Schools ready random drug tests
Students in the Lakeland School District who participate in school-sponsored activities will randomly be selected for drug tests starting this fall, and Coeur d’Alene school officials expect to approve a similar procedure sometime this school year.
The Rathdrum and Spirit Lake-area school district expects to spend about $4,000 annually to administer urinalysis tests at least once per season to about 10 percent of the 500 or so students who participate in activities such as football, volleyball, drama and band, said Superintendent Chuck Kinsey.
The policy is meant to help students stay off drugs and protect the district’s image, said Conrad Underdahl, principal of Lakeland High School in Rathdrum.
“We’re just trying to find kids another reason to say ‘no,’ ” Underdahl said. “It also helps the image of our programs.”
Those are the same reasons the Coeur d’Alene School District will likely adopt a similar policy this school year, said Vern Newby, chairman of the Coeur d’Alene Board of Trustees.
“If (students are) out there drinking and having drugs, that’s not good citizenship,” Newby said. “That’s an area where we have some control, and we’d like to advance it as far as we can.”
The school board’s policy committee will be examining the drug testing issue this year and drafting a recommendation, one the committee hopes can be implemented before the end of the school year, Newby said.
Under Lakeland’s new policy, any student participating in extracurricular activities will be required to sign a form consenting to the tests. Anyone who doesn’t consent will be barred from participating in any school-sponsored activities. The same company that tests the district’s bus drivers will administer the tests.

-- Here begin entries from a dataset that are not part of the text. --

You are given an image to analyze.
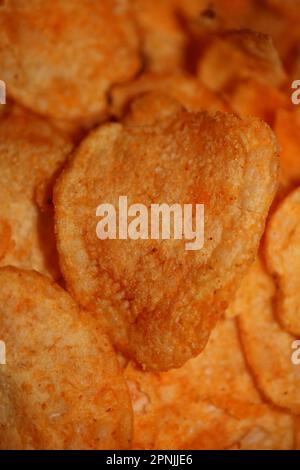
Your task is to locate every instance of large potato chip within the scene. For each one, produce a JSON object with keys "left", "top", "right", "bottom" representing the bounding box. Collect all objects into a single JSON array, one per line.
[
  {"left": 0, "top": 0, "right": 139, "bottom": 123},
  {"left": 0, "top": 267, "right": 132, "bottom": 450},
  {"left": 238, "top": 262, "right": 300, "bottom": 413},
  {"left": 0, "top": 105, "right": 71, "bottom": 279},
  {"left": 111, "top": 73, "right": 229, "bottom": 118},
  {"left": 295, "top": 416, "right": 300, "bottom": 450},
  {"left": 122, "top": 91, "right": 183, "bottom": 126},
  {"left": 266, "top": 188, "right": 300, "bottom": 335},
  {"left": 55, "top": 112, "right": 277, "bottom": 370},
  {"left": 132, "top": 0, "right": 187, "bottom": 72},
  {"left": 198, "top": 30, "right": 286, "bottom": 91},
  {"left": 125, "top": 320, "right": 294, "bottom": 449},
  {"left": 224, "top": 79, "right": 290, "bottom": 125},
  {"left": 274, "top": 109, "right": 300, "bottom": 186}
]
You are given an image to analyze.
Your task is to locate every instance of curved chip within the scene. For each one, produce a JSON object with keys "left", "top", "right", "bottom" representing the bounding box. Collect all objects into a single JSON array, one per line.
[
  {"left": 238, "top": 261, "right": 300, "bottom": 414},
  {"left": 225, "top": 79, "right": 290, "bottom": 125},
  {"left": 0, "top": 267, "right": 132, "bottom": 450},
  {"left": 198, "top": 30, "right": 286, "bottom": 91},
  {"left": 111, "top": 73, "right": 229, "bottom": 118},
  {"left": 55, "top": 112, "right": 277, "bottom": 370},
  {"left": 0, "top": 108, "right": 71, "bottom": 279},
  {"left": 131, "top": 0, "right": 187, "bottom": 72},
  {"left": 274, "top": 109, "right": 300, "bottom": 187},
  {"left": 125, "top": 320, "right": 294, "bottom": 450},
  {"left": 122, "top": 92, "right": 183, "bottom": 126},
  {"left": 0, "top": 0, "right": 139, "bottom": 123},
  {"left": 265, "top": 188, "right": 300, "bottom": 335}
]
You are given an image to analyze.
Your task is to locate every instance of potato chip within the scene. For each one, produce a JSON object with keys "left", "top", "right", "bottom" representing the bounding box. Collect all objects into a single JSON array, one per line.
[
  {"left": 0, "top": 104, "right": 71, "bottom": 279},
  {"left": 237, "top": 261, "right": 300, "bottom": 413},
  {"left": 54, "top": 112, "right": 277, "bottom": 370},
  {"left": 0, "top": 267, "right": 132, "bottom": 450},
  {"left": 198, "top": 30, "right": 286, "bottom": 91},
  {"left": 295, "top": 416, "right": 300, "bottom": 450},
  {"left": 132, "top": 0, "right": 187, "bottom": 72},
  {"left": 225, "top": 79, "right": 290, "bottom": 125},
  {"left": 122, "top": 91, "right": 182, "bottom": 126},
  {"left": 125, "top": 320, "right": 294, "bottom": 449},
  {"left": 274, "top": 109, "right": 300, "bottom": 189},
  {"left": 111, "top": 73, "right": 229, "bottom": 118},
  {"left": 0, "top": 0, "right": 139, "bottom": 123},
  {"left": 265, "top": 188, "right": 300, "bottom": 335}
]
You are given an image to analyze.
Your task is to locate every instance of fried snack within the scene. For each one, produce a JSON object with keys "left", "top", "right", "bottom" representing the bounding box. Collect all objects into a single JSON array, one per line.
[
  {"left": 132, "top": 0, "right": 187, "bottom": 73},
  {"left": 125, "top": 320, "right": 294, "bottom": 449},
  {"left": 0, "top": 108, "right": 71, "bottom": 279},
  {"left": 265, "top": 188, "right": 300, "bottom": 335},
  {"left": 274, "top": 109, "right": 300, "bottom": 187},
  {"left": 122, "top": 91, "right": 183, "bottom": 126},
  {"left": 54, "top": 111, "right": 277, "bottom": 370},
  {"left": 225, "top": 79, "right": 290, "bottom": 125},
  {"left": 0, "top": 0, "right": 139, "bottom": 125},
  {"left": 264, "top": 0, "right": 300, "bottom": 20},
  {"left": 111, "top": 73, "right": 229, "bottom": 119},
  {"left": 0, "top": 267, "right": 132, "bottom": 450},
  {"left": 198, "top": 30, "right": 286, "bottom": 91},
  {"left": 295, "top": 416, "right": 300, "bottom": 450},
  {"left": 237, "top": 261, "right": 300, "bottom": 414}
]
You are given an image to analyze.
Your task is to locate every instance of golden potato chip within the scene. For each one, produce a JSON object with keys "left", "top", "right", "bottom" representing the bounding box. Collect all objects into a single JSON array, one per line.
[
  {"left": 54, "top": 112, "right": 277, "bottom": 370},
  {"left": 111, "top": 73, "right": 229, "bottom": 118},
  {"left": 0, "top": 0, "right": 139, "bottom": 123},
  {"left": 0, "top": 108, "right": 71, "bottom": 279},
  {"left": 132, "top": 0, "right": 187, "bottom": 72},
  {"left": 295, "top": 416, "right": 300, "bottom": 450},
  {"left": 274, "top": 109, "right": 300, "bottom": 185},
  {"left": 264, "top": 0, "right": 300, "bottom": 19},
  {"left": 237, "top": 261, "right": 300, "bottom": 413},
  {"left": 198, "top": 30, "right": 286, "bottom": 91},
  {"left": 125, "top": 320, "right": 294, "bottom": 449},
  {"left": 0, "top": 267, "right": 132, "bottom": 450},
  {"left": 122, "top": 91, "right": 182, "bottom": 126},
  {"left": 225, "top": 79, "right": 290, "bottom": 125},
  {"left": 265, "top": 188, "right": 300, "bottom": 335}
]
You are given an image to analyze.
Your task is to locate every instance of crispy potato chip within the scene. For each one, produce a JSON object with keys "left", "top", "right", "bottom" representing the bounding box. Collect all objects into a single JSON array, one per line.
[
  {"left": 0, "top": 0, "right": 139, "bottom": 123},
  {"left": 225, "top": 80, "right": 290, "bottom": 125},
  {"left": 111, "top": 73, "right": 229, "bottom": 118},
  {"left": 0, "top": 267, "right": 132, "bottom": 449},
  {"left": 125, "top": 320, "right": 294, "bottom": 449},
  {"left": 295, "top": 416, "right": 300, "bottom": 450},
  {"left": 122, "top": 91, "right": 182, "bottom": 126},
  {"left": 132, "top": 0, "right": 187, "bottom": 72},
  {"left": 237, "top": 261, "right": 300, "bottom": 413},
  {"left": 0, "top": 108, "right": 71, "bottom": 279},
  {"left": 198, "top": 30, "right": 286, "bottom": 91},
  {"left": 263, "top": 0, "right": 300, "bottom": 19},
  {"left": 265, "top": 188, "right": 300, "bottom": 335},
  {"left": 55, "top": 112, "right": 277, "bottom": 370},
  {"left": 274, "top": 109, "right": 300, "bottom": 185}
]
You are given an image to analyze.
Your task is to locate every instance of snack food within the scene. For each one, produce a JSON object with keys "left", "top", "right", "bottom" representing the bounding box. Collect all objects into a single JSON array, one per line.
[
  {"left": 111, "top": 73, "right": 230, "bottom": 119},
  {"left": 0, "top": 107, "right": 72, "bottom": 279},
  {"left": 265, "top": 188, "right": 300, "bottom": 336},
  {"left": 0, "top": 0, "right": 140, "bottom": 125},
  {"left": 125, "top": 320, "right": 294, "bottom": 449},
  {"left": 198, "top": 30, "right": 286, "bottom": 91},
  {"left": 54, "top": 111, "right": 277, "bottom": 370},
  {"left": 238, "top": 261, "right": 300, "bottom": 414},
  {"left": 0, "top": 267, "right": 132, "bottom": 450}
]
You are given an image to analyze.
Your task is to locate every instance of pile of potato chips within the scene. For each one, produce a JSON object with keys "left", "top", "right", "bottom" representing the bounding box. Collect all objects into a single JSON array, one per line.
[{"left": 0, "top": 0, "right": 300, "bottom": 450}]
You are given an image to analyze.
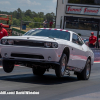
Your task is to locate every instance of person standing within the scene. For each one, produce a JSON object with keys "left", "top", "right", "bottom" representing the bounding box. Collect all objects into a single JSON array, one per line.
[
  {"left": 43, "top": 20, "right": 48, "bottom": 28},
  {"left": 89, "top": 32, "right": 97, "bottom": 48},
  {"left": 49, "top": 20, "right": 53, "bottom": 28},
  {"left": 0, "top": 23, "right": 8, "bottom": 40}
]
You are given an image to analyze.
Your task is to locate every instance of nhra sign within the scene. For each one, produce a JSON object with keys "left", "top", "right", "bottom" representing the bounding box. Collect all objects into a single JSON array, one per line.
[{"left": 66, "top": 6, "right": 100, "bottom": 16}]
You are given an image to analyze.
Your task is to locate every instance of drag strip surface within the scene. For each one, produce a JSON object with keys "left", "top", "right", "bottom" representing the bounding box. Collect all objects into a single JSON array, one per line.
[{"left": 0, "top": 63, "right": 100, "bottom": 100}]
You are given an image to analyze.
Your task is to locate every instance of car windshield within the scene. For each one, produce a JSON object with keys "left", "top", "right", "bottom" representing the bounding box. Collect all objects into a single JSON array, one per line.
[{"left": 24, "top": 29, "right": 70, "bottom": 40}]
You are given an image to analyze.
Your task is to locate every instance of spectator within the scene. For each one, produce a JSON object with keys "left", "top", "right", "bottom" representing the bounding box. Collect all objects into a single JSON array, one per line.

Students who test positive for illegal substances, including alcohol, face game suspension or possible expulsion from school-sponsored activities if they fail more than one drug test. Tests will be administered at random, though the policy allows the district to test students who show “signs of reasonable suspicion” such as constantly being late for class or having excessive disciplinary problems.

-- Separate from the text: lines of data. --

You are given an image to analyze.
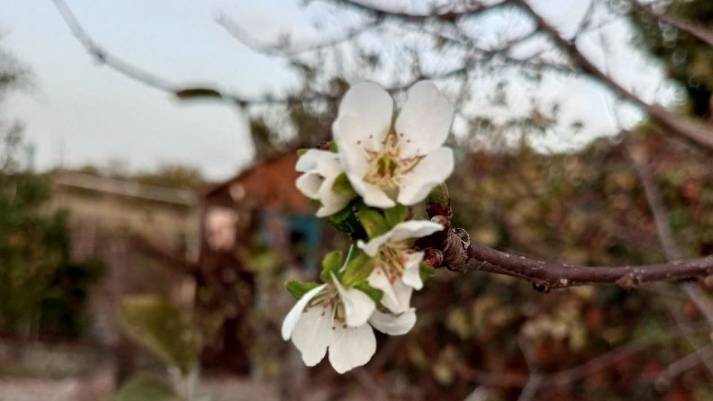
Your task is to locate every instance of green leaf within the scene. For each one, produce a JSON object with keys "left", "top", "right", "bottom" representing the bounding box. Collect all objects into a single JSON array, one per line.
[
  {"left": 113, "top": 375, "right": 181, "bottom": 401},
  {"left": 285, "top": 280, "right": 319, "bottom": 299},
  {"left": 357, "top": 204, "right": 389, "bottom": 238},
  {"left": 354, "top": 282, "right": 384, "bottom": 304},
  {"left": 332, "top": 173, "right": 357, "bottom": 197},
  {"left": 319, "top": 251, "right": 342, "bottom": 283},
  {"left": 342, "top": 253, "right": 374, "bottom": 287},
  {"left": 384, "top": 205, "right": 408, "bottom": 227},
  {"left": 121, "top": 295, "right": 201, "bottom": 375},
  {"left": 175, "top": 88, "right": 223, "bottom": 100}
]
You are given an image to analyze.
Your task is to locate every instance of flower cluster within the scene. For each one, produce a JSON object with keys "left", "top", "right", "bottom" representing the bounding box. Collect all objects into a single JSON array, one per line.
[{"left": 282, "top": 81, "right": 453, "bottom": 373}]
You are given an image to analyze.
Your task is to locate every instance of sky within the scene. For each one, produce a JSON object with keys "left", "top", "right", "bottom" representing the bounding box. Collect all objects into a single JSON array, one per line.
[{"left": 0, "top": 0, "right": 672, "bottom": 180}]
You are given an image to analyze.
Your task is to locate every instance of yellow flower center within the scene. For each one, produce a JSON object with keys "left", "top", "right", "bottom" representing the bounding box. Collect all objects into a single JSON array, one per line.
[
  {"left": 364, "top": 131, "right": 423, "bottom": 197},
  {"left": 374, "top": 241, "right": 408, "bottom": 284}
]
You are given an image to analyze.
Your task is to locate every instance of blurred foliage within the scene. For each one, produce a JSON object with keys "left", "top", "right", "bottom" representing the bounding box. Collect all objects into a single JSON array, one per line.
[
  {"left": 632, "top": 0, "right": 713, "bottom": 119},
  {"left": 113, "top": 375, "right": 181, "bottom": 401},
  {"left": 350, "top": 133, "right": 713, "bottom": 401},
  {"left": 121, "top": 295, "right": 201, "bottom": 376},
  {"left": 0, "top": 45, "right": 102, "bottom": 337},
  {"left": 77, "top": 163, "right": 205, "bottom": 189}
]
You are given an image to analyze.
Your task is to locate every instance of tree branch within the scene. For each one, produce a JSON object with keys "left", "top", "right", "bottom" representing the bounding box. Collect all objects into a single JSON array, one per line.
[
  {"left": 511, "top": 0, "right": 713, "bottom": 150},
  {"left": 416, "top": 185, "right": 713, "bottom": 292},
  {"left": 52, "top": 0, "right": 337, "bottom": 107},
  {"left": 630, "top": 0, "right": 713, "bottom": 47}
]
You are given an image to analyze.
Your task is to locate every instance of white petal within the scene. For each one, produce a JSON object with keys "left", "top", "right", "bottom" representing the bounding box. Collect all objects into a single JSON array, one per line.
[
  {"left": 401, "top": 252, "right": 423, "bottom": 290},
  {"left": 329, "top": 324, "right": 376, "bottom": 374},
  {"left": 369, "top": 308, "right": 416, "bottom": 336},
  {"left": 395, "top": 81, "right": 453, "bottom": 156},
  {"left": 295, "top": 171, "right": 324, "bottom": 199},
  {"left": 357, "top": 229, "right": 394, "bottom": 258},
  {"left": 398, "top": 147, "right": 454, "bottom": 206},
  {"left": 392, "top": 280, "right": 413, "bottom": 313},
  {"left": 317, "top": 170, "right": 352, "bottom": 217},
  {"left": 282, "top": 284, "right": 326, "bottom": 341},
  {"left": 317, "top": 197, "right": 349, "bottom": 218},
  {"left": 367, "top": 267, "right": 401, "bottom": 312},
  {"left": 295, "top": 149, "right": 339, "bottom": 173},
  {"left": 391, "top": 220, "right": 443, "bottom": 241},
  {"left": 332, "top": 82, "right": 394, "bottom": 154},
  {"left": 332, "top": 274, "right": 376, "bottom": 327},
  {"left": 292, "top": 305, "right": 335, "bottom": 366}
]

More than 35 school districts in Idaho had drug-testing programs last year, according to the state Department of Education. That includes West Bonner and St. Maries, districts that Lakeland used as a model for its policy. No district in the Spokane area has mandatory drug testing, but the West Valley School District administers tests at the request of parents.
Coeur d’Alene students participating in sports are encouraged to take a drug test, but it’s not required. Ninety-six percent of the nearly 300 Coeur d’Alene High School students who participated in sports last spring agreed to take the test, according to the district. Ninety tests were conducted at Coeur d’Alene High last year and 27 were given at Lake City High School, which didn’t promote the program as heavily, said Janet Feiler, the district’s spokeswoman.
The district spent $1,300 on the tests last year and expects to spend about $2,400 this year as Lake City promotes the program more.
The money the districts use for the tests comes from the Safe and Drug-Free Schools program of the federal No Child Left Behind Act.
No one in the Coeur d’Alene district tested positive for illegal drugs last year, the district said.
Voluntary tests might seem futile because students who use drugs can refuse to take them. That’s why many parents and educators encourage mandatory testing, said Harry Amend, superintendent of the Coeur d’Alene district. Amend said he met with parents last year who encouraged the district to adopt such a policy.
The Shoshone School District in southern Idaho has randomly tested students in extracurricular activities on a weekly basis for two years, said Joe Hendrickson, principal of Shoshone Middle/High School.
Hendrickson praised the program for helping deter drug use in students and said it has a great deal of community support. He said one drawback is that the random tests mean students with suspected drug habits aren’t caught because the school can’t specify that they be tested.
Lakeland’s policy avoids this by allowing the district to test suspicious students. Whether that will be part of Coeur d’Alene’s policy will be discussed by the committee in the coming months, along with the consequences for failing a drug test, Newby said.
“We’ll hammer out something that is healthy for the students and tolerable for the community,” he said. “I’ve not heard anybody say it’s a bad idea.”